Categorizzare e rappresentare in maniera sintetica enormi quantità di dati (si parla di peta, o addirittura esa-byte di informazione) è la sfida del futuro. Una ricerca della Scuola Internazionale Superiore di Studi Avanzati (SISSA) di Trieste, pubblicata oggi sulla rivista Science, propone una procedura efficiente per affrontare questa sfida.
Gli addetti ai lavori usano l’espressione big data per indicare grandissime quantità di informazioni, come quelle (foto, video, testi, ma anche altri tipi di dati più tecnici) che vengono condivise da miliardi di persone in ogni momento attraverso computer, smartphone e altri dispositivi elettronici. Quello attuale è uno scenario che offre prospettive senza precedenti: tracciare le epidemie di influenza, per esempio, o monitorare il traffico stradale in tempo reale, o ancora gestire l’emergenza in caso di catastrofi naturali. Per usare questa enorme mole di dati, però bisogna capirli, e prima ancora bisogna categorizzarli in maniera efficace, veloce e automatizzata. Uno dei sistemi più usati è un insieme di tecniche statistiche chiamate Cluster Analysis (CA), in grado di raggruppare i set di dati secondo la loro “somiglianza”. Due ricercatori della SISSA hanno ideato un tipo di CA basato su principi semplici e potenti, che si è dimostrata molto efficiente e in grado di risolvere alcuni dei problemi più tipici in questo ambito di analisi.
Gli insiemi di dati possono essere immaginati come una “nuvola” di punti in uno spazio a più dimensioni. Questi punti sono in genere dispersi in modi diversi: più rarefatti in una zona, più densi in un’altra. La CA serve a individuare in modo efficiente le zone più dense, raggruppando con questo criterio i dati in un certo numero di sottoinsiemi significativi. Ogni sottoinsieme corrisponde a una categoria.
“Pensate a un database di fotografie di volti”, spiega Alessandro Laio, professore di Fisica e Statistica Biologica della SISSA. “Nell’archivio ci possono essere più fotografie di una stessa persona, la CA serve a raggruppare tutti gli scatti relativi allo stesso individuo. Questo tipo di analisi viene fatto per esempio dai sistemi automatici di riconoscimento dei volti”.
“Noi abbiamo cercato di ideare un algoritmo più efficiente di quelli attualmente usati, che risolva alcuni dei problemi classici della CA”, continua Laio.
Più nel dettaglio…
“Il nostro approccio si basa su un modo nuovo di individuare il centro dei cluster, cioè i sottoinsiemi” spiega Alex Rodrigez, autore insieme a Laio della ricerca. “Provate a immaginare di dover individuare tutte le città del mondo, senza avere a disposizione una mappa. Un compito immane”, spiega Rodriguez. “Abbiamo perciò individuato un’euristica, cioè una regola semplice, una sorta di scorciatoia per ottenere il risultato”.

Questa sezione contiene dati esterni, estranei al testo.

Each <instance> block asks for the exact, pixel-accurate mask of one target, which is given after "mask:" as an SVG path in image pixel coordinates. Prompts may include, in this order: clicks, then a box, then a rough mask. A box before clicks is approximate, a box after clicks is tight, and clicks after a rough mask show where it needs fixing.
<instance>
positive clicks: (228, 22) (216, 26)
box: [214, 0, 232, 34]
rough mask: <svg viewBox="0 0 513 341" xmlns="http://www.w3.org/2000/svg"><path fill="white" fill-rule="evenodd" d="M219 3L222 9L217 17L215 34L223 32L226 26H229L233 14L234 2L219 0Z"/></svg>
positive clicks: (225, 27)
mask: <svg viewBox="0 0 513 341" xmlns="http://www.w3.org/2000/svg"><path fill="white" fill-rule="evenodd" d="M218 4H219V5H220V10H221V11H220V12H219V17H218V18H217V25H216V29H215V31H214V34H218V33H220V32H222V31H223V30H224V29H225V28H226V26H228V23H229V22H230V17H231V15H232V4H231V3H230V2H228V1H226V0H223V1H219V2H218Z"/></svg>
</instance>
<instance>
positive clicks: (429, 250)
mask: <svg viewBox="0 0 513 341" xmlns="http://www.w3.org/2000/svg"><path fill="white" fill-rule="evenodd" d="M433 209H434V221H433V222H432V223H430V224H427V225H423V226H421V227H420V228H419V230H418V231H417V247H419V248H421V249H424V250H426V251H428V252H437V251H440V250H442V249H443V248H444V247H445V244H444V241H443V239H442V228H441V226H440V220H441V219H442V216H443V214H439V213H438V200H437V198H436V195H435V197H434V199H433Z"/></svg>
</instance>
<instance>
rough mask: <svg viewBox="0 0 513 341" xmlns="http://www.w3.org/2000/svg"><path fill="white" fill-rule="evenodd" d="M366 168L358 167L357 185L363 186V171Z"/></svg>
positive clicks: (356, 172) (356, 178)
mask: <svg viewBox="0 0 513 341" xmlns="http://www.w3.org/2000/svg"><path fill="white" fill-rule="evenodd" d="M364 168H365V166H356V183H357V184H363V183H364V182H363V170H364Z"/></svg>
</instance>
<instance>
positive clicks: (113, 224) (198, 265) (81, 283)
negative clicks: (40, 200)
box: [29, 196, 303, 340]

Per scoprire se un luogo è una città infatti possiamo chiedere a ogni abitante di contare quanti “vicini” ha, ovvero quante persone vivono nel raggio di cento metri da casa sua. Una volta ottenuto questo numero, troviamo, per ogni abitante, la distanza minima a cui vive un altro abitante che ha più vicini di lui. “Questi due dati insieme”, spiega Laio, “ci dicono quanto densamente è abitata la zona in cui vive un individuo e quanto distanti sono fra loro i cittadini che vantano il numero maggiore di vicini. Incrociando in maniera automatizzata queste informazioni, per tutta la popolazione mondiale, troveremo gli individui che rappresentano i centri dei cluster, che corrispondono alle varie città”. “ Il nostro algoritmo fa proprio questo tipo di calcolo, e può essere applicato in molti ambiti diversi”, aggiunge Rodriguez.
La performance della procedura si è rivelata ottimale: “abbiamo testato il nostro modello matematico sull’Olivetti Face Database, un archivio di ritratti fotografici, ottenendo risultati molto soddisfacenti. Il sistema riconosce correttamente la maggior parte degli individui, e non ha mai dato ‘falsi positivi’” commenta Rodriguez. “Questo significa che in qualche caso non ha riconosciuto un soggetto, ma non ha mai confuso un individuo con un altro. Rispetto ad altri metodi simili il nostro si è rivelato particolarmente efficace nell’eliminare gli outlier, cioè quei punti molto diversi dagli altri che tendono a sballare l’analisi”.